His Research Focuses on Preventing Child Maltreatment, Preserving Family Bonds, and Promoting Child and Family Well-being

Hee Yun Lee

Jeffrey Waid joined the School of Social Work as an Assistant Professor this fall.

He began his journey into social work as a child welfare caseworker. Working with families in their communities, he sought to prevent the recurrence of child maltreatment and placement of children into foster care.

“While foster care placement is sometimes necessary to ensure the safety of children experiencing abuse and neglect, lengthy stays in care have a detrimental impact on a child’s development.” Foster care placement is “a short term, child-focused solution to what are inherently family problems,” he says.

Nearly a decade of direct practice led Waid to a program of research focused on strengthening family relationships. His primary research interests are in the prevention of child maltreatment, preserving family bonds when foster care placement is required, and the development of novel intervention approaches to promote child and family well-being.

“I found that when children entered the foster care system, they often did better when they maintained contact with family members.

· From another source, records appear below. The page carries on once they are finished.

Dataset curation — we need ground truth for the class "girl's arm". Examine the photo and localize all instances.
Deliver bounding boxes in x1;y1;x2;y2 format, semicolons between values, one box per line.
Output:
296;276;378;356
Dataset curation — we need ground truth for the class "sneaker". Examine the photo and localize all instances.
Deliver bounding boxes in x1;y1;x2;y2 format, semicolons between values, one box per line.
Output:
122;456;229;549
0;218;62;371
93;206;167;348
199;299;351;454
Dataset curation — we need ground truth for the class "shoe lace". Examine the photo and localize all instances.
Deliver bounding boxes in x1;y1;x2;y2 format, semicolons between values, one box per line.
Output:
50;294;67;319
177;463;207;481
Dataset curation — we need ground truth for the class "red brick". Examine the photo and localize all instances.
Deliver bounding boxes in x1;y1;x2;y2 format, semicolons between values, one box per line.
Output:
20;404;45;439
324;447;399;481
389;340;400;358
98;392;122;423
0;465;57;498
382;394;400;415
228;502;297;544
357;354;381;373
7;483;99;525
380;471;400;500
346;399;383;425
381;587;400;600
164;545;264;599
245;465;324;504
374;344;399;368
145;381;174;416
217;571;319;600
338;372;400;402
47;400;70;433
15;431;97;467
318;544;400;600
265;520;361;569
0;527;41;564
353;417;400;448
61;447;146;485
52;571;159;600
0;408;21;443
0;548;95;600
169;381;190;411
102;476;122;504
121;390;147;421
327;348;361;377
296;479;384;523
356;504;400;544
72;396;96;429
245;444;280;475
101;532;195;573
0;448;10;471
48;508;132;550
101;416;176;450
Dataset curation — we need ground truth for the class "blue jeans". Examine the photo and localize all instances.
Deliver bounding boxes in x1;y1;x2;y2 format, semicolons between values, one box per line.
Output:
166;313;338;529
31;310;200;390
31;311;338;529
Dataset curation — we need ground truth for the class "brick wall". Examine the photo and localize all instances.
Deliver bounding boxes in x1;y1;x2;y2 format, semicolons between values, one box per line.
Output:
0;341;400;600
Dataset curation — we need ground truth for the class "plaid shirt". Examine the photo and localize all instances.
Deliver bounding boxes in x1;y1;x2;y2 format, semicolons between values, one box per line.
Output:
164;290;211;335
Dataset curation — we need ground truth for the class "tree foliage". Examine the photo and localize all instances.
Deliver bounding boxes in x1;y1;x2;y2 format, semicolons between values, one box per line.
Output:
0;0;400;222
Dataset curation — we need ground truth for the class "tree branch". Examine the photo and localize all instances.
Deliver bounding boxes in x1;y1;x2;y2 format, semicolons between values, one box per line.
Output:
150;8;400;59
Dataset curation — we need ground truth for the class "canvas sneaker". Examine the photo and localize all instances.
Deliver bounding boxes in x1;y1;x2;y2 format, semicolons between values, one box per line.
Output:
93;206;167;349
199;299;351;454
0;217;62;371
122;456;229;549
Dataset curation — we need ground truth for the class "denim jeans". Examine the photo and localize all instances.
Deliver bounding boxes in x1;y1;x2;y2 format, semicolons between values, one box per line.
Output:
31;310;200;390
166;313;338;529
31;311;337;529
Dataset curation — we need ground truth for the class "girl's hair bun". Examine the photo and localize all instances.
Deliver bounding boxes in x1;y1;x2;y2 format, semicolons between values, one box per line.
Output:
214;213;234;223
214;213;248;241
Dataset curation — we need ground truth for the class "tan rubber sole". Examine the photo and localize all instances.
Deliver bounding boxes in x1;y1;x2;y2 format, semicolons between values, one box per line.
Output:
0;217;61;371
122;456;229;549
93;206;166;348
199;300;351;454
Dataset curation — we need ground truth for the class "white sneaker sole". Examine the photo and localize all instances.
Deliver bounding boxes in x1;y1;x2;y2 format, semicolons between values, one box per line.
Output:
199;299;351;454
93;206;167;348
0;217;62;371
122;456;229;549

Having relatives and siblings in their lives made a significant positive impact,” he says.

Waid has examined factors associated with foster care placement instability, the impacts of separation on child and family well-being, empirically informed family assessment approaches, and harnessing the potential of data to inform child welfare program and policy improvements.

His current projects examine the role of kin and sibling relationships for youth in substitute care. He is the principal investigator for a multi-state and international program that provides short term, camp-based reunification for siblings separated by foster care, and is an affiliate investigator for a National Institute of Mental Health-funded intervention study designed to enhance sibling relationships.

Waid received his Ph.D. in social work and social research from Portland State University, and his M.S.W. from the University of Pittsburgh. He was born and raised in Honolulu, Hawaii.